The opening portrait carries a particularly striking weight. A woman locks eyes with the camera with calm intensity, effortlessly balancing a large clay pot and a cluster of gourds on her head. The image is quiet, yet it speaks volumes. Her direct gaze gives the photograph its undeniable authority, while the balanced vessels feel sculptural, transforming her posture into an architectural form. Here, strength is not a loud physical struggle, but a masterclass in control, balance, and composure. A blurred natural background allows her figure to emerge iconically, straddling both the modern moment and an ancient visual tradition.
In another frame, a seated figure wrapped in an expansive orange garment commands a regal presence. The fabric spills outward like earth or fire, while suspended woven baskets and clay objects around her evoke scenes of domestic labour, ritual, and creative making.
The composition thrives because it refuses to reduce “prosperity” to mere material wealth. Instead, Kayode connects prosperity directly to the hands, the land, the household, and the community structures that women quietly sustain. Dignified and self-possessed, the subject occupies the landscape as both its guardian and its source.

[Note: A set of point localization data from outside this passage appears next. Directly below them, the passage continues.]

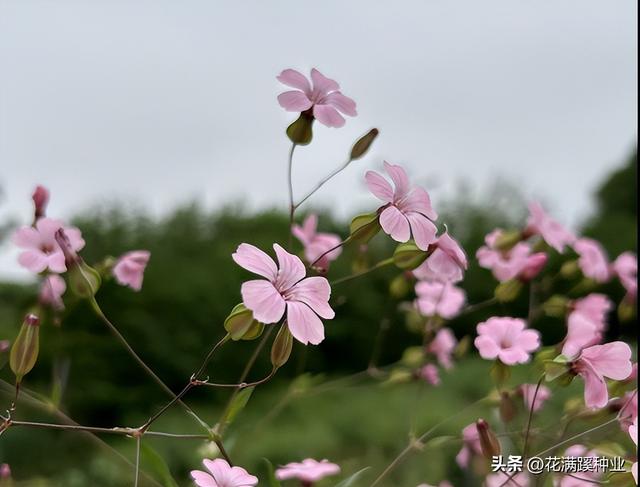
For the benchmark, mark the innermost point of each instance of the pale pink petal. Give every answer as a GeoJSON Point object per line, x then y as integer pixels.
{"type": "Point", "coordinates": [304, 324]}
{"type": "Point", "coordinates": [264, 300]}
{"type": "Point", "coordinates": [395, 224]}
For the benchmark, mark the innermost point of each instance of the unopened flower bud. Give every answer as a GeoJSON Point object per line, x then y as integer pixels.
{"type": "Point", "coordinates": [281, 348]}
{"type": "Point", "coordinates": [24, 351]}
{"type": "Point", "coordinates": [488, 441]}
{"type": "Point", "coordinates": [363, 144]}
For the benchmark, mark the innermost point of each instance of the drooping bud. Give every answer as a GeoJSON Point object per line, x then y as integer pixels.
{"type": "Point", "coordinates": [408, 256]}
{"type": "Point", "coordinates": [488, 441]}
{"type": "Point", "coordinates": [363, 144]}
{"type": "Point", "coordinates": [282, 346]}
{"type": "Point", "coordinates": [241, 324]}
{"type": "Point", "coordinates": [84, 280]}
{"type": "Point", "coordinates": [40, 200]}
{"type": "Point", "coordinates": [24, 351]}
{"type": "Point", "coordinates": [300, 131]}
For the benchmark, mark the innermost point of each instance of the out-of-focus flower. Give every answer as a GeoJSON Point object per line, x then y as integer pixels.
{"type": "Point", "coordinates": [593, 260]}
{"type": "Point", "coordinates": [528, 392]}
{"type": "Point", "coordinates": [323, 97]}
{"type": "Point", "coordinates": [285, 288]}
{"type": "Point", "coordinates": [506, 339]}
{"type": "Point", "coordinates": [446, 263]}
{"type": "Point", "coordinates": [539, 223]}
{"type": "Point", "coordinates": [308, 471]}
{"type": "Point", "coordinates": [611, 360]}
{"type": "Point", "coordinates": [40, 249]}
{"type": "Point", "coordinates": [51, 291]}
{"type": "Point", "coordinates": [442, 346]}
{"type": "Point", "coordinates": [439, 299]}
{"type": "Point", "coordinates": [129, 268]}
{"type": "Point", "coordinates": [316, 243]}
{"type": "Point", "coordinates": [407, 209]}
{"type": "Point", "coordinates": [626, 268]}
{"type": "Point", "coordinates": [221, 474]}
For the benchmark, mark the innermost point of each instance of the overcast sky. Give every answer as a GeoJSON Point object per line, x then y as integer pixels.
{"type": "Point", "coordinates": [161, 102]}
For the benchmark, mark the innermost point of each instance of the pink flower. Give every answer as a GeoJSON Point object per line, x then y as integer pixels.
{"type": "Point", "coordinates": [611, 360]}
{"type": "Point", "coordinates": [308, 471]}
{"type": "Point", "coordinates": [586, 323]}
{"type": "Point", "coordinates": [528, 391]}
{"type": "Point", "coordinates": [593, 260]}
{"type": "Point", "coordinates": [626, 268]}
{"type": "Point", "coordinates": [129, 269]}
{"type": "Point", "coordinates": [221, 474]}
{"type": "Point", "coordinates": [51, 291]}
{"type": "Point", "coordinates": [470, 445]}
{"type": "Point", "coordinates": [438, 298]}
{"type": "Point", "coordinates": [539, 223]}
{"type": "Point", "coordinates": [316, 243]}
{"type": "Point", "coordinates": [446, 263]}
{"type": "Point", "coordinates": [324, 97]}
{"type": "Point", "coordinates": [506, 339]}
{"type": "Point", "coordinates": [40, 199]}
{"type": "Point", "coordinates": [407, 210]}
{"type": "Point", "coordinates": [442, 346]}
{"type": "Point", "coordinates": [430, 374]}
{"type": "Point", "coordinates": [285, 288]}
{"type": "Point", "coordinates": [41, 251]}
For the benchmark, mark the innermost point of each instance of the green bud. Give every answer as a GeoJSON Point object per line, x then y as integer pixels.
{"type": "Point", "coordinates": [364, 227]}
{"type": "Point", "coordinates": [241, 324]}
{"type": "Point", "coordinates": [508, 291]}
{"type": "Point", "coordinates": [281, 348]}
{"type": "Point", "coordinates": [24, 351]}
{"type": "Point", "coordinates": [408, 256]}
{"type": "Point", "coordinates": [363, 144]}
{"type": "Point", "coordinates": [300, 132]}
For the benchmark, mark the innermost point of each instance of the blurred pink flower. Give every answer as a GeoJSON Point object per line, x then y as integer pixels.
{"type": "Point", "coordinates": [626, 268]}
{"type": "Point", "coordinates": [593, 260]}
{"type": "Point", "coordinates": [506, 339]}
{"type": "Point", "coordinates": [316, 243]}
{"type": "Point", "coordinates": [539, 223]}
{"type": "Point", "coordinates": [528, 391]}
{"type": "Point", "coordinates": [407, 210]}
{"type": "Point", "coordinates": [308, 471]}
{"type": "Point", "coordinates": [446, 263]}
{"type": "Point", "coordinates": [470, 445]}
{"type": "Point", "coordinates": [129, 269]}
{"type": "Point", "coordinates": [439, 298]}
{"type": "Point", "coordinates": [41, 250]}
{"type": "Point", "coordinates": [442, 346]}
{"type": "Point", "coordinates": [324, 97]}
{"type": "Point", "coordinates": [221, 474]}
{"type": "Point", "coordinates": [285, 288]}
{"type": "Point", "coordinates": [430, 374]}
{"type": "Point", "coordinates": [611, 360]}
{"type": "Point", "coordinates": [51, 291]}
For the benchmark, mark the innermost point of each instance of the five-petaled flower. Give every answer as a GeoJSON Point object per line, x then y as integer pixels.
{"type": "Point", "coordinates": [221, 474]}
{"type": "Point", "coordinates": [305, 300]}
{"type": "Point", "coordinates": [407, 208]}
{"type": "Point", "coordinates": [506, 339]}
{"type": "Point", "coordinates": [322, 97]}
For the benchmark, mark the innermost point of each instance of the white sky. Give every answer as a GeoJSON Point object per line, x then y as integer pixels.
{"type": "Point", "coordinates": [161, 102]}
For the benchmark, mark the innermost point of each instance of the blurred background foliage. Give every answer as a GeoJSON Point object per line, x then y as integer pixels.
{"type": "Point", "coordinates": [190, 286]}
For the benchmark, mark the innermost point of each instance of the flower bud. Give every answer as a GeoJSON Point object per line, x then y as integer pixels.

The third photograph shifts the narrative into a quieter, more intimate space. A young woman handles a string of shells resting on a dark plate, her attention completely turned inward. This deliberate shift moves the series from the monumental to the contemplative. The shells evoke ideas of value, memory, adornment, and historical exchange, turning a simple gesture into something ceremonial. Enhanced by the rhythmic contrast of a black and orange garment, her lowered gaze lends the work an emotional depth that reminds the viewer that strength is not always public or performative. Sometimes, it lives in care, reflection, and the quiet preservation of inherited traditions.
Within the broader festival theme of “Our Shared Prosperity,” Kayode’s work delivers a profound commentary. The series argues that true prosperity cannot be measured by economic expansion alone, but by cultural continuity. It challenges the audience to recognize the unseen systems of labour, aesthetics, knowledge, and spiritual resilience that women carry across generations, positioning the female figure at the very center of communal survival.
Curatorially, the series hits its stride when it embraces its staged fine-art photography roots. The three outdoor portraits feel entirely cohesive, meticulously styled, and visually mature, sharing a unified palette and atmospheric tension.
While an installation image of a painted female portrait is included, offering decent evidence of how the theme expanded into the physical gallery space, it feels visually detached from the core photographic narrative.
Similarly, the final portrait of a woman in white against a woven backdrop introduces a direct, bright studio aesthetic. Though it supports the overarching theme of cultural identity, it lacks the moody, cinematic refinement of the first three images and slightly disrupts the curatorial flow.
Ultimately, *The Strength of Woman* succeeds because it treats the female body as a canvas of profound meaning rather than a mere spectacle. Kayode’s contribution to the Calabar Carnival programme beautifully mirrors the spirit of the festival, proving that shared prosperity ultimately begins with those who carry, shape, and preserve the life of the community.